Reputation: 27806
AFAIK this code can be used to lock a directory:
class LockDirectory(object):
def __init__(self, directory):
assert os.path.exists(directory)
self.directory = directory
def __enter__(self):
self.dir_fd = os.open(self.directory, os.O_RDONLY)
try:
fcntl.flock(self.dir_fd, fcntl.LOCK_EX | fcntl.LOCK_NB)
except IOError as ex:
if ex.errno != errno.EAGAIN:
raise
raise Exception('Somebody else is locking %r - quitting.' % self.directory)
def __exit__(self, exc_type, exc_val, exc_tb):
self.dir_fd.close()
But according to the answers of this question locking a directoy is not possible: Python: Lock a directory
What is wrong with above code?
I only need to support current linux version. No Windows, Mac or other unix.
Upvotes: 5
Views: 12818
Reputation: 334
I created this directory locker to manage directory access from multiple runtimes. I had multiple programs running in different runtimes that needed semaphore like behavior when accessing a directory because one of the programs running was a backup restore service, meaning that the entire directory had to be replaced while simultaneously other programs were reading or editing it.

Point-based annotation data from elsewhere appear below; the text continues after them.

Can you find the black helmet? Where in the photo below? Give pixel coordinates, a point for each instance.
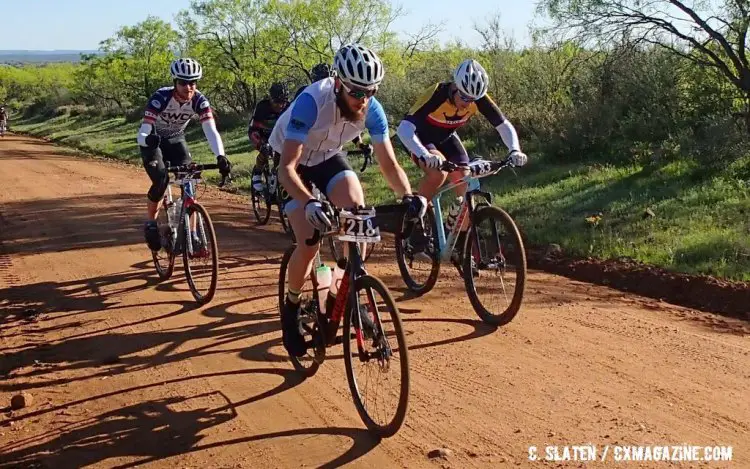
(279, 92)
(320, 72)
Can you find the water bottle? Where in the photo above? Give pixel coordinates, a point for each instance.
(338, 274)
(323, 277)
(272, 183)
(453, 212)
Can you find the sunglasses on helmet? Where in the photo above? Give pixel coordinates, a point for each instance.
(465, 98)
(359, 93)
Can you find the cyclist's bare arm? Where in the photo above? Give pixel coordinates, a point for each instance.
(288, 177)
(393, 172)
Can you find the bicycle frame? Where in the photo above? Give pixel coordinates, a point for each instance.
(446, 245)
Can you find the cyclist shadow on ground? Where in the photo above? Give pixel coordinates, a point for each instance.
(28, 302)
(108, 352)
(158, 429)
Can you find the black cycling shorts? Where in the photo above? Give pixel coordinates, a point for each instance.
(451, 148)
(324, 175)
(175, 152)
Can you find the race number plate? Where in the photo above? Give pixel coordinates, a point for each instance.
(361, 227)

Note that speed was not the main concern with this implementation as reading from and editing within the directory was not done with very high frequency. If you have very many files in the folder above the directory you wish to lock, this implementation is probably not well suited.
import os
import threading
import time
import re
import uuid
import signal
from enum import Enum
from random import uniform
from typing import Optional
from common.custom_exceptions import DirectoryLockError
class LockUser(Enum):
SLAVE = 0 # Multiple slaves allowed
MASTER = 1 # Locks slave access, only one master at a time
class GlobalDirectoryLock:
"""
Masters always have priority over slaves.
Slaves can access simultaneously while no master lock is active.
Only one master has access at a time.
Can be used across multiple runtimes/threads simultaneously
Do not store the lock or share between threads.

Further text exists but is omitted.